Reproducible host info:
# cat /proc/cpuinfo 
processor	: 0
vendor_id	: GenuineIntel
cpu family	: 6
model		: 26
model name	: Intel(R) Xeon(R) CPU           W3520  @ 2.67GHz
stepping	: 5
cpu MHz		: 1596.000
cache size	: 8192 KB
physical id	: 0
siblings	: 4
core id		: 0
cpu cores	: 4
apicid		: 0
fpu		: yes
fpu_exception	: yes
cpuid level	: 11
wp		: yes
flags		: fpu vme de pse tsc msr pae mce cx8 apic sep mtrr pge mca cmov pat pse36 clflush dts acpi mmx fxsr sse sse2 ss ht tm syscall nx rdtscp lm constant_tsc ida nonstop_tsc pni monitor ds_cpl vmx est tm2 ssse3 cx16 xtpr sse4_1 sse4_2 popcnt lahf_lm
bogomips	: 5333.49
clflush size	: 64
cache_alignment	: 64
address sizes	: 36 bits physical, 48 bits virtual
power management: [8]

# dmidecode -s system-product-name
HP Z400 Workstation

Comment 4 Avi Kivity 2012-03-22 10:52:52 UTC
Unable to handle kernel NULL pointer dereference at 0000000000000000 RIP: 
 [<0000000000000000>]
PGD 1be43b067 PUD 1be43c067 PMD 0 
Oops: 0010 [1] SMP 
last sysfs file: /class/net/lo/ifindex
CPU 1 
Modules linked in: tun nls_utf8 loop autofs4 hidp rfcomm l2cap bluetooth lockd sunrpc cpufreq_ondemand acpi_cpufreq freq_table mperf bridge ip_conntrack_netbios_ns ipt_REJECT xt_state ip_conntrack nfnetlink xt_tcpudp iptable_filter ip_tables ip6_tables x_tables be2iscsi ib_iser rdma_cm ib_cm iw_cm ib_sa ib_mad ib_core ib_addr iscsi_tcp bnx2i cnic ipv6 xfrm_nalgo crypto_api uio cxgb3i libcxgbi cxgb3 8021q libiscsi_tcp libiscsi2 scsi_transport_iscsi2 scsi_transport_iscsi dm_multipath scsi_dh video backlight sbs power_meter hwmon i2c_ec i2c_core dell_wmi wmi button battery asus_acpi acpi_memhotplug ac parport_pc lp parport floppy ksm(U) kvm_intel(U) kvm(U) snd_hda_intel snd_seq_dummy snd_seq_oss snd_seq_midi_event snd_seq snd_seq_device snd_pcm_oss snd_mixer_oss snd_pcm snd_timer sr_mod cdrom snd_page_alloc tg3 snd_hwdep i7core_edac sg snd edac_mc pcspkr serio_raw shpchp soundcore tpm_tis tpm tpm_bios dm_raid45 dm_message dm_region_hash dm_mem_cache dm_snapshot dm_zero dm_mirror dm_log dm_mod ahci libata sd_mod scsi_mod ext3 jbd uhci_hcd ohci_hcd ehci_hcd
Pid: 4395, comm: qemu-kvm Tainted: G     ---- 2.6.18-308.el5 #1
RIP: 0010:[<0000000000000000>]  [<0000000000000000>]

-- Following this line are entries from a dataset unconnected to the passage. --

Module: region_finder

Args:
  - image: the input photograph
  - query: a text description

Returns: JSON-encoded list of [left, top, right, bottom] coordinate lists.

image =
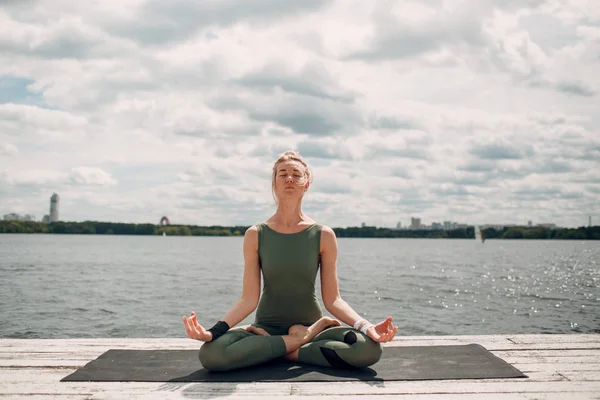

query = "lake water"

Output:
[[0, 234, 600, 338]]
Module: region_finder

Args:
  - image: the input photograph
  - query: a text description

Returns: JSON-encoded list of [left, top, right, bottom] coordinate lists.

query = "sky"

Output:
[[0, 0, 600, 227]]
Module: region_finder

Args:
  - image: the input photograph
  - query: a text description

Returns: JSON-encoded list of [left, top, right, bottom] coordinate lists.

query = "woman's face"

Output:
[[275, 161, 309, 201]]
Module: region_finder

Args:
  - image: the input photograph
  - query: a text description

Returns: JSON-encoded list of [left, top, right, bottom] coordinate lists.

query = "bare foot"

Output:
[[288, 317, 341, 344], [246, 326, 271, 336]]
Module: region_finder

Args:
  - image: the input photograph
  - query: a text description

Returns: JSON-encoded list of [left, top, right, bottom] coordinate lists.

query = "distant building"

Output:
[[536, 224, 556, 229], [50, 193, 60, 222], [410, 218, 421, 230], [3, 213, 35, 221], [480, 224, 504, 231]]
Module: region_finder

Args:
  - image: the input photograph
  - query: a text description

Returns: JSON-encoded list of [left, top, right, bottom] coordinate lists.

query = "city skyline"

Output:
[[0, 0, 600, 227]]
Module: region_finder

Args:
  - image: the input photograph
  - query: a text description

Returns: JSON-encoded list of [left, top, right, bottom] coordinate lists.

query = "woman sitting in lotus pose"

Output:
[[183, 151, 398, 371]]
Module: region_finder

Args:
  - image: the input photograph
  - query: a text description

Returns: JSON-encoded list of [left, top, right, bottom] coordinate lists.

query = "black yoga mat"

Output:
[[61, 344, 526, 382]]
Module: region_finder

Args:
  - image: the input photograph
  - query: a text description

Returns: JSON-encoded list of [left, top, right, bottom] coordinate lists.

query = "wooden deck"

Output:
[[0, 334, 600, 400]]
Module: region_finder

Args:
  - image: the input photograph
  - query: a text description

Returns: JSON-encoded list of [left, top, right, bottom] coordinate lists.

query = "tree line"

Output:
[[0, 221, 600, 240]]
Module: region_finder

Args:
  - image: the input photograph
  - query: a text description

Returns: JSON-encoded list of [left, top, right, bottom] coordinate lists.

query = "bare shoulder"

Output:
[[244, 225, 258, 236], [321, 225, 335, 238], [321, 225, 336, 250], [244, 225, 258, 248]]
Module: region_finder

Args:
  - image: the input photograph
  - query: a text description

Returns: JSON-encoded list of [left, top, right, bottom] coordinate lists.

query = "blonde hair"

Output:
[[271, 150, 313, 204]]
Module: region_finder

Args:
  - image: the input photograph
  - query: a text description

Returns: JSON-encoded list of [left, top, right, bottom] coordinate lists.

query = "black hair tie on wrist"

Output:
[[208, 321, 229, 341]]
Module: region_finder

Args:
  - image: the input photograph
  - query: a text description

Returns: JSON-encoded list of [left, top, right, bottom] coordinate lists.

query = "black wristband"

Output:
[[208, 321, 229, 342]]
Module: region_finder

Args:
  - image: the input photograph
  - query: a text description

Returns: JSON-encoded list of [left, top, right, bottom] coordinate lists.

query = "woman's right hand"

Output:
[[183, 311, 212, 342]]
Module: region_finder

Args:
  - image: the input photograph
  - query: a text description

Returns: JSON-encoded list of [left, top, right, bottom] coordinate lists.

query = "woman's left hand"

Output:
[[367, 317, 398, 343]]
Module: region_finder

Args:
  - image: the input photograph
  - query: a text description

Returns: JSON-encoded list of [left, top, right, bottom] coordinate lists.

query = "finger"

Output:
[[183, 317, 192, 338]]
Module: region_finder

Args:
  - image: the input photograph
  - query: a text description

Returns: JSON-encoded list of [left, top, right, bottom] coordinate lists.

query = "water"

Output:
[[0, 234, 600, 338]]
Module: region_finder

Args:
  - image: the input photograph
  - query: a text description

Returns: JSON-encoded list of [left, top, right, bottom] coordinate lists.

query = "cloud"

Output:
[[470, 143, 534, 160], [107, 0, 331, 45], [69, 167, 117, 186], [0, 143, 19, 156]]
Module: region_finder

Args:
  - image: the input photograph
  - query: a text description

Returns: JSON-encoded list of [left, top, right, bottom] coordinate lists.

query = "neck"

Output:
[[273, 202, 308, 228]]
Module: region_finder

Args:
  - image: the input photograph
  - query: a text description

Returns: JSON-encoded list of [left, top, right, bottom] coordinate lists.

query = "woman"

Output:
[[183, 151, 398, 371]]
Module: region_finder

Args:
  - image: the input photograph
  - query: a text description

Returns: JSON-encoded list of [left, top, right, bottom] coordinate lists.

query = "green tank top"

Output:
[[255, 223, 323, 329]]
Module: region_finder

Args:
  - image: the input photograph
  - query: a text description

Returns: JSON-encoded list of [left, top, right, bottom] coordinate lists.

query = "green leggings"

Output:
[[198, 326, 382, 371]]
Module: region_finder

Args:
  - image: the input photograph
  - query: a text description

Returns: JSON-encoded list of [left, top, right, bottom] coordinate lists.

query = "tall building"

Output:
[[410, 218, 421, 230], [50, 193, 60, 222]]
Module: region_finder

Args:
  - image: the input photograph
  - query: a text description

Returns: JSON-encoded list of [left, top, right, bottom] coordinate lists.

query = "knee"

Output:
[[345, 332, 383, 368], [198, 342, 228, 371], [355, 338, 383, 368]]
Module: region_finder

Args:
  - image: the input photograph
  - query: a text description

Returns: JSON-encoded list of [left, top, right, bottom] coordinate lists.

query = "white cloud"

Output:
[[0, 143, 19, 156], [0, 0, 600, 226], [69, 167, 117, 186]]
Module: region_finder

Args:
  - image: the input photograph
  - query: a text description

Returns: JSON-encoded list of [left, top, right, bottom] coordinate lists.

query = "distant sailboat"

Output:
[[475, 225, 485, 243]]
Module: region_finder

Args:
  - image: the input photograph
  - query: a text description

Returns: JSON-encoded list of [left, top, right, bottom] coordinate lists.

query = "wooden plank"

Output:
[[0, 380, 600, 398], [0, 392, 598, 400], [0, 334, 600, 400], [293, 380, 600, 398]]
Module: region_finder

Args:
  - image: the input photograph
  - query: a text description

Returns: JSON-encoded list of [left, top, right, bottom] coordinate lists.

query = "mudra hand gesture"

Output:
[[183, 311, 212, 342], [366, 317, 398, 343]]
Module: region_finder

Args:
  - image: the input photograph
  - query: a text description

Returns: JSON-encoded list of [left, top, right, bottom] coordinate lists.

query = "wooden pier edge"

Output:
[[0, 334, 600, 400]]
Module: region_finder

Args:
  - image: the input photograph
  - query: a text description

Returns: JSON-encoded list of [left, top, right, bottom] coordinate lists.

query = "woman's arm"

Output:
[[321, 226, 362, 326], [221, 226, 260, 328], [321, 226, 398, 342]]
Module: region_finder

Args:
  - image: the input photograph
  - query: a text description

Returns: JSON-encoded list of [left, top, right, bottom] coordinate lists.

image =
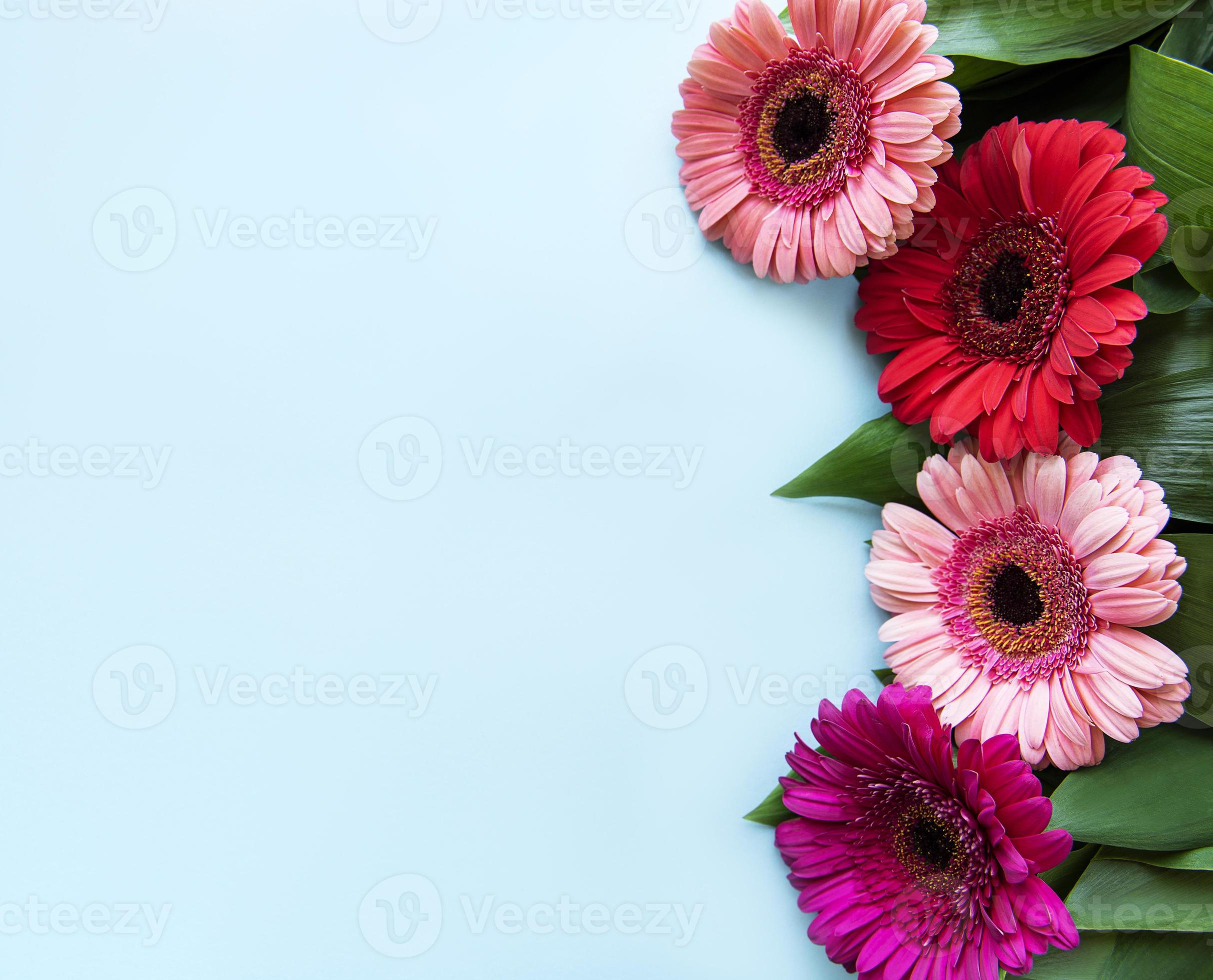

RSP: 0018:ffff8101be293d90  EFLAGS: 00010246
RAX: ffff8101bea3ec68 RBX: ffff8101ed34b3c0 RCX: 0000000000000001
RDX: 0000000000000001 RSI: ffff8101bea3c000 RDI: ffff8101ed34b3c0
RBP: ffff8101bea3c000 R08: ffff8101be293d78 R09: 0000000000000000
R10: ffff81021fce4008 R11: ffffffff8841c65b R12: 0000000000000001
R13: 0000000000000000 R14: 0000000000000001 R15: 0000000041790000
FS:  000000004178f940(0063) GS:ffff81021fc097c0(0000) knlGS:0000000000000000
CS:  0010 DS: 002b ES: 002b CR0: 000000008005003b
CR2: 0000000000000000 CR3: 00000001be43a000 CR4: 00000000000026a0
Process qemu-kvm (pid: 4395, threadinfo ffff8101be292000, task ffff8102187c9080)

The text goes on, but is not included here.